Shame presupposes that we ought to know better but flout the rules regardless. This is precisely Plato’s point about moral knowledge: we already possess it, we already know the right way to live a just and fulfilling life, but are constantly diverted from that noble aim. For Plato, then, shame is a force that helps us resist the urge to conform when we know it’s wrong to do so. Shame helps us be true to ourselves, to endure Socrates’ needling, and to heed the moral knowledge within. A man without shame, Plato says, is a slave to desire – for material goods, power, fame, respect. Such desire is tyrannical because, by its nature, it cannot be satisfied.That isn't the end of it, the author argues, as an apparently shameless society -- he is thinking of our own -- is really wrapped up in self-censorship instead.

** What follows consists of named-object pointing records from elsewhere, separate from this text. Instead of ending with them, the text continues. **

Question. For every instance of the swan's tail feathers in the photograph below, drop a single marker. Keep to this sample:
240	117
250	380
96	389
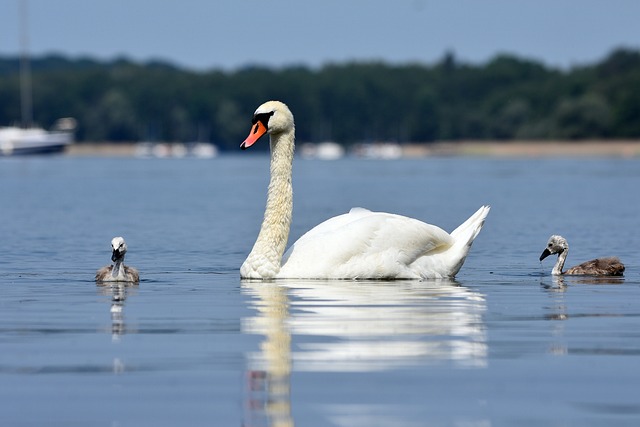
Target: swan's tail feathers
464	236
469	230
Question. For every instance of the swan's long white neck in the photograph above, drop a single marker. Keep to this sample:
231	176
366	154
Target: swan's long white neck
118	268
266	256
562	257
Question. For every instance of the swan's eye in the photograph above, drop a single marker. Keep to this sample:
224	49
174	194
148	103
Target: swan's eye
263	117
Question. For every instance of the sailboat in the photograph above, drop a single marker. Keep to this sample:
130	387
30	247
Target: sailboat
28	138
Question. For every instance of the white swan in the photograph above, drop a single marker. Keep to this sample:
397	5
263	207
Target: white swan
358	245
118	272
610	266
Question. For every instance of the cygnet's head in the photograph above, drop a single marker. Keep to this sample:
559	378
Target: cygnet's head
119	247
272	117
555	245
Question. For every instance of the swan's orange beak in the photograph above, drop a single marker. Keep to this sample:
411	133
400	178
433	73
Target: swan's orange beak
257	130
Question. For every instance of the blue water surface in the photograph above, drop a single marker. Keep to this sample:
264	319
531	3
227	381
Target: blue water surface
503	344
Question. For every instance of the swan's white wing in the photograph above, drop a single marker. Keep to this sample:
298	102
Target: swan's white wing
363	244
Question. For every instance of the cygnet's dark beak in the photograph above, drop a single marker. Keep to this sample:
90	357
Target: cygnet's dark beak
545	254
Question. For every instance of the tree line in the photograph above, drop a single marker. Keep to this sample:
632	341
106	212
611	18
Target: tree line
506	98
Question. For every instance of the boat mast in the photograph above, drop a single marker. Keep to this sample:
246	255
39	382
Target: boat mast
26	108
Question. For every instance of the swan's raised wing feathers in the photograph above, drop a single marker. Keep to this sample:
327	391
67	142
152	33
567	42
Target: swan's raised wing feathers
364	244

Visibility is a trap,’ wrote the French philosopher Michel Foucault... What he meant was that allowing oneself to be watched, and learning to watch others, is both seductive and dangerous. He drew upon Jeremy Bentham’s 18th-century plans for a ‘Panopticon’, a prison in which inmates are observed from a central tower manned by an invisible occupant, his watchful eye seeing but unseen. The idea was that the prisoners would internalise the presence of the spectral watchman, whether or not anyone was actually inside, and behave of their own accord. ‘Morals reformed – health preserved – industry invigorated – instruction diffused – public burthens lightened,’ Bentham enthused.If that is right, it's noteworthy that the self-censorship tends to run exactly counter to what Bentham thought would happen (which is generally true with Bentham). People participating on Twitter and Facebook and elsewhere certainly do try to present a prettier version of their lives than they really live. But they don't try to hide their sexual longings, say, or their unpopular political opinions.
According to Foucault, the dynamics of the Panopticon bore an uncanny resemblance to how people self-monitor in society at large. In the presence of ever-watchful witnesses, he said, physical coercion is no longer necessary. People police themselves. They do not know what the observers are registering at any given moment, what they are looking for, exactly, or what the punishments are for disobedience. But the imagination keeps them pliant....
So what would Foucault make of the current digital media landscape? In many ways, the modern surveillance state – enabled and expanded thanks to new technologies – is a shining example of the Panopticon.... Foucault’s central claim is that such monitoring is worrisome, not just because of what corporations and states might do with our data, but because the act of watching is itself a devastating exercise of power. It has the capacity to influence behaviour and compel conformity and complicity, without our fully realising it.
But perhaps -- the author suggests -- they are engaged in confession. By confessing themselves of the things they would once have been ashamed of, they find online a community of people who endorse their views and desires. Shame is a social process, and discovering that there is a community that will approve of the things you were ashamed of really is liberating in the sense that it destroys the reason for feeling ashamed. The desires will be endorsed, they will be approved, if not by everyone by a large enough community that you can feel like you've found 'your people.'
That leaves one genuinely shameless. Does it also, then, leave one a slave to desire -- as Plato feared? Liberation from one thing means slavery to another, is that it? Or is there a road of genuine freedom to be found here?